Clue has evolved into one of the world’s most successful femtech businesses under Tin’s leadership. It had more than 11 million users in 190 countries as of 2022. Investors are backing Tin’s vision. According to Crunchbase, Clue has raised a total of $47.8m in funding over nine rounds. That includes a $16m round led by Balderton and Future Positive Capital in 2021.

Femtech investments are on the rise, but projections about the industry’s future value have varied widely. One whitepaper believes it will be worth an estimated $1.19tn by 2027. Precedence Research puts the global femtech market size in 2022 at $55.14bn and forecasts revenue reaching $103bn by 2030.

Tin expresses gratitude for all the investor support Clue has received along the way — but still gets frustrated thinking about the funding difficulties faced by female founders — even those tackling female-focused problems.

“We’re still getting peanuts to play with, when you see the amount of money that has been invested into, you know, e-scooters, car-sharing. They just have so much money to build very impressive companies. I haven’t seen that kind of funding yet at all.

“We have to prove ourselves so hard along this journey. We’ve raised a lot of money and you know, comparably, we’ve done well. But I think we’ve been underfunded all along, honestly.”

Tin left her position as Clue’s CEO in March 2021, but is staying on as chairman of the board. The company is now led by co-CEOs Audrey Tsang and Carrie Walter. Tsang was promoted from Clue’s chief product officer and Walter from inhouse legal counsel and regulatory compliance. Tin passed the reins to her co-CEOs just after the company received FDA clearance.

“I could see that the things that I would have had to learn to really serve the company were things I’m not that good at, and I was not so interested in a lot of very serious operational stuff and that didn’t excite me as much,” she said. “If you don’t think you can serve well enough or you’re not the best one to serve, then it’s good leadership to go, absolutely.”

Walter doesn’t feel overshadowed by the legacy of her predecessor, but rather inspired and honoured by her efforts. “When you take over from a visionary founder you don’t fill their footsteps, those were different footsteps.
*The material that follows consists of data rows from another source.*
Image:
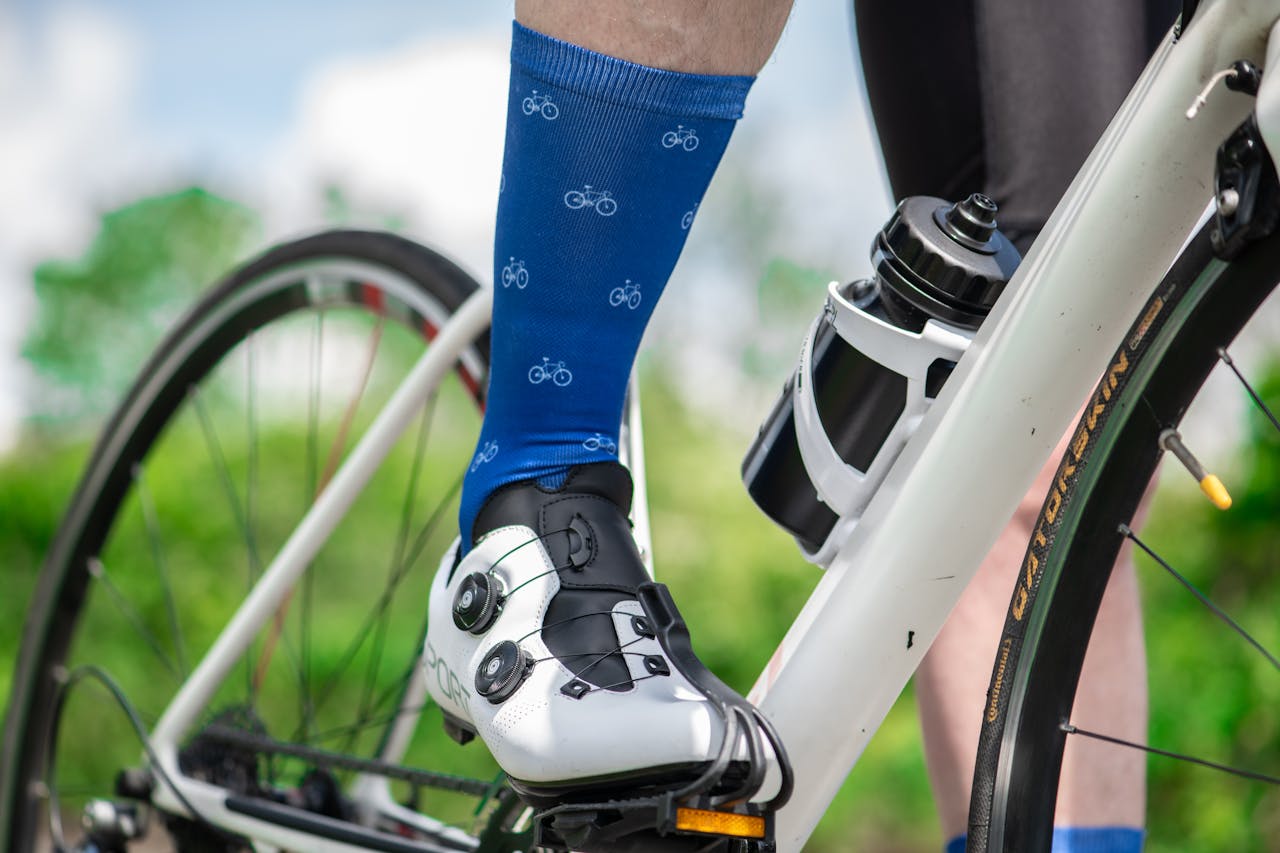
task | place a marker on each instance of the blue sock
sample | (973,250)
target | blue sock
(1082,839)
(606,163)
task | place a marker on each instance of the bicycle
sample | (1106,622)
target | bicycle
(540,104)
(682,136)
(515,273)
(626,293)
(602,200)
(211,761)
(553,370)
(599,442)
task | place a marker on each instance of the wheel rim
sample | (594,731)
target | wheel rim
(1040,694)
(154,601)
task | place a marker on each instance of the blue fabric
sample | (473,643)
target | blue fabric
(606,164)
(1082,839)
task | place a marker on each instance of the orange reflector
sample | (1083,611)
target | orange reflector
(698,820)
(1216,492)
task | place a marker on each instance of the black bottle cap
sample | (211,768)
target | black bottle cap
(941,260)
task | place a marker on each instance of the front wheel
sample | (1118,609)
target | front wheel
(229,433)
(1210,714)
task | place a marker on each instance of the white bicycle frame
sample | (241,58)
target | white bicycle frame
(917,546)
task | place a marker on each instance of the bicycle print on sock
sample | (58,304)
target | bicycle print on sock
(600,442)
(682,136)
(553,370)
(626,293)
(540,104)
(602,200)
(515,273)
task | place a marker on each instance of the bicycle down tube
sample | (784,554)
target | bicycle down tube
(1010,400)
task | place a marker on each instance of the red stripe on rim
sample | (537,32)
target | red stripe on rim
(371,296)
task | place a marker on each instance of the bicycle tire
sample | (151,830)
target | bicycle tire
(407,283)
(1156,373)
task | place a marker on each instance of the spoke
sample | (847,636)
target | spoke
(1230,363)
(1217,611)
(97,571)
(251,463)
(397,556)
(330,469)
(1120,742)
(254,674)
(348,416)
(215,452)
(311,479)
(424,537)
(150,520)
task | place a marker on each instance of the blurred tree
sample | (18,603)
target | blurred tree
(100,315)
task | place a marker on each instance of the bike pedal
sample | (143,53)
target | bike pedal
(460,731)
(654,825)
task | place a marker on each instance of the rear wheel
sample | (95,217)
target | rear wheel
(1180,340)
(227,437)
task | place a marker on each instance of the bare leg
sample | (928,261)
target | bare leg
(1100,785)
(714,37)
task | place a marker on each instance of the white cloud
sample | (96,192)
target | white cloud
(65,149)
(416,132)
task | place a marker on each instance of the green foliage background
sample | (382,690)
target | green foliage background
(739,579)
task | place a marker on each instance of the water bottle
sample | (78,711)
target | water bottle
(872,363)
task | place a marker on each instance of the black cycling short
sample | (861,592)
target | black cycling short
(1000,96)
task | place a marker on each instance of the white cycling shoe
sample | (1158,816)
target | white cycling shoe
(551,642)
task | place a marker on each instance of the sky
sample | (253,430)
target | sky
(402,104)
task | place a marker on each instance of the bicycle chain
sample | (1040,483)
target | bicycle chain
(324,758)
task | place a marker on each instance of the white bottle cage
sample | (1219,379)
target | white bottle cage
(840,486)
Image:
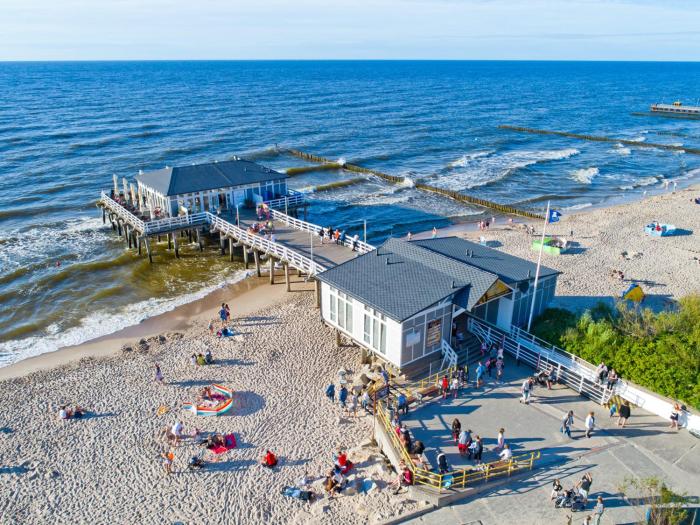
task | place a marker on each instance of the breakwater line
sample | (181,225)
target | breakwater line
(460,197)
(596,138)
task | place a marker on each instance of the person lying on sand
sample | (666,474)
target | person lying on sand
(269,460)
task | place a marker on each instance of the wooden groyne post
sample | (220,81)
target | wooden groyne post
(460,197)
(596,138)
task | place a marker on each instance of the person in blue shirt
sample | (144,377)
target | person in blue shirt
(330,392)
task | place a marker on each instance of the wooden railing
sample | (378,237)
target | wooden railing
(575,372)
(277,250)
(122,212)
(361,247)
(460,478)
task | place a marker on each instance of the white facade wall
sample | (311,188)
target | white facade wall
(393,329)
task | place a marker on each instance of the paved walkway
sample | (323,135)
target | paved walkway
(327,254)
(644,448)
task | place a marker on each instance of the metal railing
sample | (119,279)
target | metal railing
(460,478)
(122,212)
(360,246)
(568,371)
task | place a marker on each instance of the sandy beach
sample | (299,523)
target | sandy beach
(666,268)
(107,468)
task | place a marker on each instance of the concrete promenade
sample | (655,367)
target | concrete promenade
(645,447)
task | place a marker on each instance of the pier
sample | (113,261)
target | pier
(296,242)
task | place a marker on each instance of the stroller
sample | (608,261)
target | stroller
(570,499)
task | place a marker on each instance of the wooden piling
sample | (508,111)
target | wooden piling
(256,256)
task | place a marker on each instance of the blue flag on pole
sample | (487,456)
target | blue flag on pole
(554,216)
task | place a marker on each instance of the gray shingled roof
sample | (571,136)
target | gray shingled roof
(413,279)
(510,269)
(210,176)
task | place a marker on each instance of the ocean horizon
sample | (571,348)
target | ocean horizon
(66,127)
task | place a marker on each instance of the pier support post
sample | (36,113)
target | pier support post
(148,250)
(256,256)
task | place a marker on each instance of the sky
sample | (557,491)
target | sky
(350,29)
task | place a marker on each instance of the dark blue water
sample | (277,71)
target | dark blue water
(65,128)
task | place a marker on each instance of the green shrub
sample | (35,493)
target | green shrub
(659,351)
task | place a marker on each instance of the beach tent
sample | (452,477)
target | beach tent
(633,293)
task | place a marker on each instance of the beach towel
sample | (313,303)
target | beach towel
(229,443)
(294,492)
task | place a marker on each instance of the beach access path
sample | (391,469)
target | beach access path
(645,447)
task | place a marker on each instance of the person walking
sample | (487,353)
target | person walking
(567,423)
(589,424)
(525,391)
(464,442)
(598,511)
(402,404)
(330,392)
(478,447)
(456,429)
(479,374)
(675,416)
(343,396)
(624,414)
(500,440)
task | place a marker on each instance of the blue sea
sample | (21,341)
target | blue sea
(65,128)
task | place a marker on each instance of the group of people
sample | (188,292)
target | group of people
(337,236)
(202,359)
(336,478)
(349,400)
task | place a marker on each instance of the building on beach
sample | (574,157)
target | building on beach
(213,187)
(402,300)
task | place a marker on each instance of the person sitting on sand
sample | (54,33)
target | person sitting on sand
(269,460)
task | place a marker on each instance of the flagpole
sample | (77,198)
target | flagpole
(537,272)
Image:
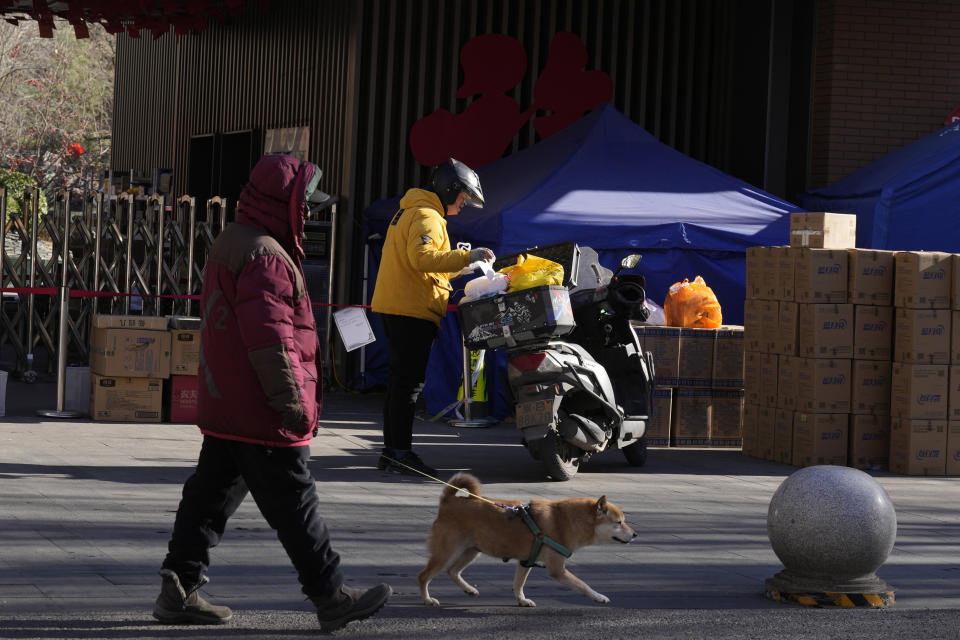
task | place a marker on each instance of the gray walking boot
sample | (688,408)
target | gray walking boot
(348,604)
(176,605)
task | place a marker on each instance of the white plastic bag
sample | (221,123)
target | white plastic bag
(486,285)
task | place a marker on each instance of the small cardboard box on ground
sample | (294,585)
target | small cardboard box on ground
(821,276)
(658,428)
(769,373)
(769,323)
(823,386)
(753,272)
(923,280)
(872,332)
(751,413)
(955,337)
(788,371)
(919,391)
(769,280)
(76,389)
(870,387)
(726,418)
(183,399)
(664,344)
(820,438)
(788,322)
(869,445)
(955,281)
(822,229)
(953,393)
(922,336)
(786,273)
(728,358)
(783,436)
(125,399)
(118,350)
(752,377)
(752,328)
(691,417)
(918,447)
(696,357)
(184,345)
(953,448)
(766,428)
(870,276)
(825,331)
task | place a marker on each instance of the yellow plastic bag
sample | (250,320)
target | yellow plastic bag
(533,272)
(692,304)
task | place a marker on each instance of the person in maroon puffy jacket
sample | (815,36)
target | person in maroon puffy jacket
(259,397)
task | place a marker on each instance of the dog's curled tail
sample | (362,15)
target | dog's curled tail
(461,481)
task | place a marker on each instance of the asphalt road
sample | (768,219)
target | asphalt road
(86,509)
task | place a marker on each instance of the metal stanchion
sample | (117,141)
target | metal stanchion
(468,419)
(63,344)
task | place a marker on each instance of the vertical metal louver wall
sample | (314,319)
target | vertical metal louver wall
(361,73)
(282,67)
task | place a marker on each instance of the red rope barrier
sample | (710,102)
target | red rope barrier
(81,293)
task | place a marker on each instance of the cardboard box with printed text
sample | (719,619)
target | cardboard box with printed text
(918,447)
(869,445)
(820,438)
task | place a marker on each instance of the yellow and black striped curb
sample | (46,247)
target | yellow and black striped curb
(828,599)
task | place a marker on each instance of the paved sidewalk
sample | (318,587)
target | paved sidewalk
(86,509)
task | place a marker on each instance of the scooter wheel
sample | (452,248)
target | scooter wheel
(636,453)
(557,458)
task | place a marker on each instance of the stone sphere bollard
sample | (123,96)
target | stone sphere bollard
(832,527)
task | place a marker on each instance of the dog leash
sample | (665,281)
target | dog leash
(539,537)
(459,489)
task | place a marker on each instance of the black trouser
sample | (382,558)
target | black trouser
(410,341)
(284,490)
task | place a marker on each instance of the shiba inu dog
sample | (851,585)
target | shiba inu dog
(467,526)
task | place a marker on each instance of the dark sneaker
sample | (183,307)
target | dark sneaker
(408,463)
(349,604)
(176,605)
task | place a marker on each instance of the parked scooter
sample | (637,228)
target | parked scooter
(583,385)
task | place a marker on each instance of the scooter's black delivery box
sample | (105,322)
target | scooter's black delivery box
(510,319)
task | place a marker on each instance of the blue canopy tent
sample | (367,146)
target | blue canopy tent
(606,183)
(907,200)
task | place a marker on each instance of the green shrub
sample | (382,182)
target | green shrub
(17,185)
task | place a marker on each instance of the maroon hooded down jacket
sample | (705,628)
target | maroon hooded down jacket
(259,378)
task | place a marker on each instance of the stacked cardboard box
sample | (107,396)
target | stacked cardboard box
(181,389)
(129,358)
(919,400)
(800,340)
(866,354)
(699,393)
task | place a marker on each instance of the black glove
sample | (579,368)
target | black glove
(482,253)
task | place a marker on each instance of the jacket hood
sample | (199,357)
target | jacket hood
(422,198)
(274,199)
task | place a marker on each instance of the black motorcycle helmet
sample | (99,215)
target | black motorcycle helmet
(452,178)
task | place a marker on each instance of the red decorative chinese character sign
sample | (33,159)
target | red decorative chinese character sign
(492,65)
(954,115)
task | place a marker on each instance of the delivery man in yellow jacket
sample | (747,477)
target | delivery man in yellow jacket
(413,287)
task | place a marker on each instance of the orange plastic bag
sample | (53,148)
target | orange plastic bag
(692,304)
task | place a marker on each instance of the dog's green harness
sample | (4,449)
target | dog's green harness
(539,537)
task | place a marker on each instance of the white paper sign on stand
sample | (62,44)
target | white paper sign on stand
(353,327)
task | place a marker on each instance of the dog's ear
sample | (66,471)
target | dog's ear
(602,506)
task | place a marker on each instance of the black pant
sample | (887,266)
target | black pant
(283,489)
(410,341)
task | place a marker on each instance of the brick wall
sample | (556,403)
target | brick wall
(886,73)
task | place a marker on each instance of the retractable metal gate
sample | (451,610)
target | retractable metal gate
(96,254)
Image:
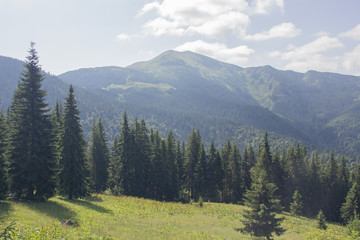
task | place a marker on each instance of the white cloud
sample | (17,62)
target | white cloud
(307,51)
(204,17)
(312,55)
(149,7)
(274,54)
(123,36)
(265,6)
(353,33)
(236,55)
(351,60)
(229,22)
(284,30)
(315,62)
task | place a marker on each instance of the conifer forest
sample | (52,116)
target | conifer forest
(43,153)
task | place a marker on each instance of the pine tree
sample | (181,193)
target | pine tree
(237,184)
(321,220)
(126,156)
(170,163)
(351,208)
(98,157)
(215,173)
(192,158)
(226,166)
(201,174)
(332,210)
(3,172)
(261,220)
(114,180)
(141,160)
(315,186)
(31,141)
(74,173)
(296,207)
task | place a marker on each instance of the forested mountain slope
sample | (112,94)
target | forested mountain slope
(178,91)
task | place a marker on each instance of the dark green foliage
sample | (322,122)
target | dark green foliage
(98,157)
(315,189)
(226,194)
(3,167)
(334,196)
(237,182)
(74,173)
(126,155)
(192,159)
(31,142)
(354,228)
(351,208)
(114,181)
(215,173)
(261,220)
(321,220)
(296,207)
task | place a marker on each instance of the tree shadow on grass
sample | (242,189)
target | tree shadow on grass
(5,208)
(89,205)
(51,209)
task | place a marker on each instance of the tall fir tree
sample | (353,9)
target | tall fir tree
(215,172)
(126,156)
(3,168)
(226,194)
(31,141)
(192,158)
(74,173)
(170,162)
(333,191)
(237,184)
(114,180)
(351,208)
(201,174)
(261,220)
(315,189)
(98,157)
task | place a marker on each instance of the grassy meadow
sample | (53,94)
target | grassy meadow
(111,217)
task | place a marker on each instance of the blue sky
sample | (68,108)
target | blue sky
(297,35)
We must forge our own path. And what was helpful at the outset of this journey was the trust in the handover — and that’s what Ida did for us.”

Ida Tin told Tech Crunch: “The big two things that Clue is going to care about is being a regulated company and building a sustainable business and I couldn’t think of two better people than Carrie and Audrey to mind these two parts of the business.

“We have had a very collaborative leadership style at Clue, always, because that’s how I like doing things — and it feels again also like an upgrade. Now two people get to do this in a pair and I think that’s a really great reflection of the future of leadership.”